At the same time, American Jews have traditionally been in tune with their counterparts to the north in Canada, but for the most part they know very little about Mexico’s Jewish community south of the border.
It’s a story which deserves much more attention from American Jewry.
On the one hand, the Mexican Jewish community is a small minority — 41,000 people out of the country’s total population of 129 million — mostly living in Mexico City, a capital with high crime rates and threats to personal safety. But on the other hand, it is a thriving community where 95 percent of Jewish children attend Jewish day schools and members embody Jewish life in a pluralistic and empowering way.
In Mexico, almost half of Jewish children are involved in a youth movement and nearly every one of them spends the summer in Israel at age 16, either through school or their youth movement.

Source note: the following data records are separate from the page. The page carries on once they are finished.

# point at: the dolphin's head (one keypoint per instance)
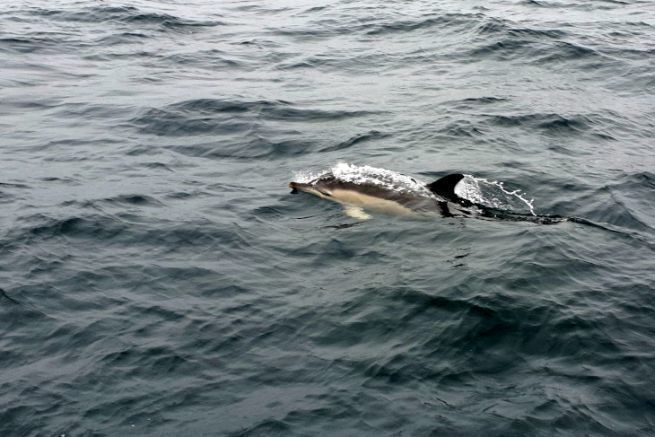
(321, 186)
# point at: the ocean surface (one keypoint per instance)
(158, 278)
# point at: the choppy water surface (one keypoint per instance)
(157, 278)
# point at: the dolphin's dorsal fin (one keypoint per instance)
(445, 187)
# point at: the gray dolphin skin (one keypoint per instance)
(356, 197)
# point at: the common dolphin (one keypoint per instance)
(375, 194)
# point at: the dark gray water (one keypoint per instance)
(157, 278)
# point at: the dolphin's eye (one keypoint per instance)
(325, 193)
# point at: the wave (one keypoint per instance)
(122, 14)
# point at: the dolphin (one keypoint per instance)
(357, 196)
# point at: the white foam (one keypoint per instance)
(485, 192)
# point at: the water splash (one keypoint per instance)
(493, 194)
(365, 174)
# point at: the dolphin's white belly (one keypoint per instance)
(354, 198)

Consider that while knowing that in the Jewish community in the US, 53% of Jewish Millennials feel their connection to their Jewish identity is diminished when compared to their parents’ attachment, The Barna Group found in 2017. In fact, ever since the Pew Research Center published a high-profile study in 2013 which revealed that 22% of American Jews — including 32% of Millennials — describe themselves as having “no religion,” the subject of declining Jewish identity has remained at the forefront of communal priorities and concerns.
As American Jewry grapple with that challenge, Mexico’s Jewish community provides an unexpected paradigm for thriving Jewish life and meaningful connections with Israel. Even more powerfully, American Jews can relatively easily witness that paradigm in action firsthand.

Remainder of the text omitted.